The incidence of atypical Pick’s disease is similar to that of Pick’s disease with Pick bodies in Japan.15 Our results show that the decrease in mAchR was more severe in the temporal cortex in atypical Pick’s disease than in controls or Alzheimer’s disease cases. However, no substantial differences were found in the total amounts of mAchR between atypical Pick’s disease and dementia with Lewy bodies. This may accounted for the finding that the neocortical cholinergic deficit is more extensive in dementia with Lewy bodies than in Alzheimer’s disease.8,9
In the frontal cortex, the proportion of M3 receptors was lower in atypical Pick’s disease than in Alzheimer’s disease. This result may reflect the relatively higher proportion of M2 receptors in atypical Pick’s disease, but this is not known for certain. In the temporal cortex, there was a decrease in the proportion of M1 receptors, the most abundant muscarinic acetylcholine receptor in the cerebral cortex,16 while the proportion of M2 receptors, which exist at presynapses of the cholinergic system,17 increased. The lower level of M1 receptors in atypical Pick’s disease may reflect the greater severity of neuronal losses in the temporal cortex in this condition in comparison with Alzheimer’s disease or dementia with Lewy bodies, because all cases of atypical Pick’s disease showed severe neuronal loss with gliosis in the anterior portions of the temporal lobes.6 Moreover, the higher level of M2 in atypical Pick’s disease raises the possibility that the presynaptic M2 receptors are upregulated as a result of the loss of cholinoreceptive neurones in the temporal cortex, although it is not possible to determine the absolute proportion of M1 to M4 receptors by our immunoprecipitation method. These findings suggest that projecting cholinergic neurones are relatively preserved, in contrast to the loss of cholinoreceptive neurones in the temporal cortex, although ChAT was not estimated in this study. A previous neuropathological study showed that the nucleus basalis of Meynert, from which the cholinergic neurones project to the temporal cortex, was mildly degenerated in Pick’s disease, including atypical Pick’s disease,18 supporting our hypothesis.

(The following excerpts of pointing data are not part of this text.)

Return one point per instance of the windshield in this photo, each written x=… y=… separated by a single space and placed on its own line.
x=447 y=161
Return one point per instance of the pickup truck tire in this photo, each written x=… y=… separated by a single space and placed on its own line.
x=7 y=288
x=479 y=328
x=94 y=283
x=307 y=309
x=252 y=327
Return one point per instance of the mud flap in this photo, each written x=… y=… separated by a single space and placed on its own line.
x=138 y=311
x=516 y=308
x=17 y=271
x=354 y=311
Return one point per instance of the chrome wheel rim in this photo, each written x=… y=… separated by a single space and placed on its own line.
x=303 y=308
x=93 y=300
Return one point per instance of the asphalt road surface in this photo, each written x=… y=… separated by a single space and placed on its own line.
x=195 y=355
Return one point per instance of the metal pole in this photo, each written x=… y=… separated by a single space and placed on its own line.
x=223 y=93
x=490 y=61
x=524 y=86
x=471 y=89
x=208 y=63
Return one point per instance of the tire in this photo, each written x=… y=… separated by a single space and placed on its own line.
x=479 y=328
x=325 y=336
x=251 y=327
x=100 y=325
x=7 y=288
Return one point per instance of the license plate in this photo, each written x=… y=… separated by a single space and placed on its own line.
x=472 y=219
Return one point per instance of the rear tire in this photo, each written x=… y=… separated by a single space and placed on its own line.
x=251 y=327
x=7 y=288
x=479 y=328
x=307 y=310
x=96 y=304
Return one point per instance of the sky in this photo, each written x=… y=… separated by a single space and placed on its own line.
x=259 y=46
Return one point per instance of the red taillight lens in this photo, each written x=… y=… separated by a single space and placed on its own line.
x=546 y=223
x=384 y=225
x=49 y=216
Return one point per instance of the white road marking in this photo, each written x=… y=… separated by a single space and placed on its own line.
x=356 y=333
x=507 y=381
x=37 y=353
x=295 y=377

Acetylcholine esterase inhibitors are used in the treatment of Alzheimer’s disease, and are also of potential use in dementia with Lewy bodies10 and vascular dementia. Unfortunately, our study suggests that these agents may be ineffective in treating cholinergic deficiency in patients suffering from atypical Pick’s disease, because the cholinoreceptive neurones appear to be more severely affected than the projecting presynaptic cholinergic neurones.
This study was supported in part by grants-in-aid for scientific research from the Japan Ministry of Education, Science, Sports and Culture.